Minggu, 11 Maret 2012

Bisnis Tanpa Karakter


Kebobrokan perusahaan yang menggunakan trik-trik akuntansi guna mempercantik laporan keuangannya telah terdapat beberapa yang terbongkar. Trik mempercantik tersebut membuat stakeholder mengalami kerugian dan hal ini melanggar aturan sehingga banyak CEO dari perusahaan tersebut yang menjalani pemeriksaan hukum guna diminta pertanggung jawaban. Pertanyaan yang timbul mengapa mereka melakukannya karena kurangnya kontrol diri atas ketamakan. Dalam tulisan ini menduga bahwa perlakuan seperti itu disebabkan rendahnya karakter dari pelaku-pelaku tersebut.

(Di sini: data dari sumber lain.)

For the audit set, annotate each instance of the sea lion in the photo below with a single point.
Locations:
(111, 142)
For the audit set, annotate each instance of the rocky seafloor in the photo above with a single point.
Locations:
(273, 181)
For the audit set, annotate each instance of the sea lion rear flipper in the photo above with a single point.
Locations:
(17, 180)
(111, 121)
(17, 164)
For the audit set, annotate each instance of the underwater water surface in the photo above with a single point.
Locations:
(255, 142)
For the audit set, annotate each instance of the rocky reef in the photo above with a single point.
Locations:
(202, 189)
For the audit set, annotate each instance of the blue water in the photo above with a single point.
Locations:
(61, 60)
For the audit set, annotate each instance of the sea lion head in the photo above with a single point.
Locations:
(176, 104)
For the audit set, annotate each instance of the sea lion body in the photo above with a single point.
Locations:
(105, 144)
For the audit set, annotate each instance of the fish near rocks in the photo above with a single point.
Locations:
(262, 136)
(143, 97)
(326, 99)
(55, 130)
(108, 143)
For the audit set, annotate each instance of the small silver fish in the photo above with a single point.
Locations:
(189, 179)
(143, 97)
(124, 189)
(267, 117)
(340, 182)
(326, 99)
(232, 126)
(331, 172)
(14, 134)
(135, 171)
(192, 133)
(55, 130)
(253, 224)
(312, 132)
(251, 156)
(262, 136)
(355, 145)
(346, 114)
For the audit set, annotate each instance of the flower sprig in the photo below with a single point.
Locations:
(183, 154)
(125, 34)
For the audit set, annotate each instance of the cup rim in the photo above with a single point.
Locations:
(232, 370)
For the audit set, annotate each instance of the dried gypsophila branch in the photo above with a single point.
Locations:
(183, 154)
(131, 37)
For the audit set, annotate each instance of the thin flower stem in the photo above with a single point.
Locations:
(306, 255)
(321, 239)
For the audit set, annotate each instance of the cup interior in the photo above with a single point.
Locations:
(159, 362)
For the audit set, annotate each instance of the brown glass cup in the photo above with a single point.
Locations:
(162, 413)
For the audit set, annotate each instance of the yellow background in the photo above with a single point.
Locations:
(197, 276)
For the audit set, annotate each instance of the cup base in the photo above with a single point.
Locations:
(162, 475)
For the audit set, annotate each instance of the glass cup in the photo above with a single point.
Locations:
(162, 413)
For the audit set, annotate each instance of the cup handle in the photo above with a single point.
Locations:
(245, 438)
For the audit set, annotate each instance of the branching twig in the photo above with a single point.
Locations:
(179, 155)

Nalarnya adalah apabila ada karakter baik maka mereka dapat mengontrol diri untuk tidak melakukan penipuan akuntansi.
Spesifiknya yaitu bermodalkan karakter yang baik, pelaku usaha tidak akan mementingkan dirinya sendiri dan akan mementingkan kepentingan yang benar yaitu kepentingan seluruh stakeholder. Hal ini mengindikasikan bahwa perlu adanya pembentukan karakter dari pelaku-pelaku bisnis, hanya saja bagaimana menanamkan karakter tersebut merupakan hal yang perlu diupayakan secara berkelanjutan. Penulis melihat bahwa pelajaran etika bisnis merupakan salah satu solusi yang tepat, namun selain itu masih memerlukan hal lainnya yaitu pendidikan karakter yang benar-benar diarahkan pada pembentukan jiwa pelaku-pelaku usaha.
Lanjut bahwa ulasan sebelumnya dapat diamati dengan jelas karena saat ini memang etika bisnis sedang hangat-hangatnya diajarkan dan begitu pula pendidikan karakter yang sedang ditingkatkan di Indonesia. Oleh karena itu, pendidikan tanpa karakter yang merupakan jelmaan serigala berbulu domba diharapkan akan terkikis dan stakeholder tidak dirugikan. Hal yang tak dapat diabaikan adalah pendidikan karakter dalam keluarga sebagai salah satu wadah penting untuk membangun jiwa kewirausahaan dan berbisnis. Dan diharapkan aka nada terobosan penting dalam keberanian berbisnis dengan hati menurut Aa Gym atau berbisnis berbasiskan spiritual.
Dalam pengertian bahwa guna mereduksi bisnis tanpa karakter perlu adanya sinergis antara pemerintah, institusi pendidikan, pelaku usaha dan peran keluarga. Mengapa sinergis ini perlu dilakukan karena hanya dengan bersama-sama membangun kesadaran maka bisnis tanpa karakter akan dihilangkan. Selain itu juga dengan sinergis antara actor-aktor tersebut diharapkan akan memicu suatu kebiasaan yang meretas dalam kehidupan sehari-hari. Dengan demikian, diharapkan berbisnis tanpa karakter akan menjadi suatu perilaku yang memalukan dan perlu dihindari dengan tegas dalam budaya Indonesia.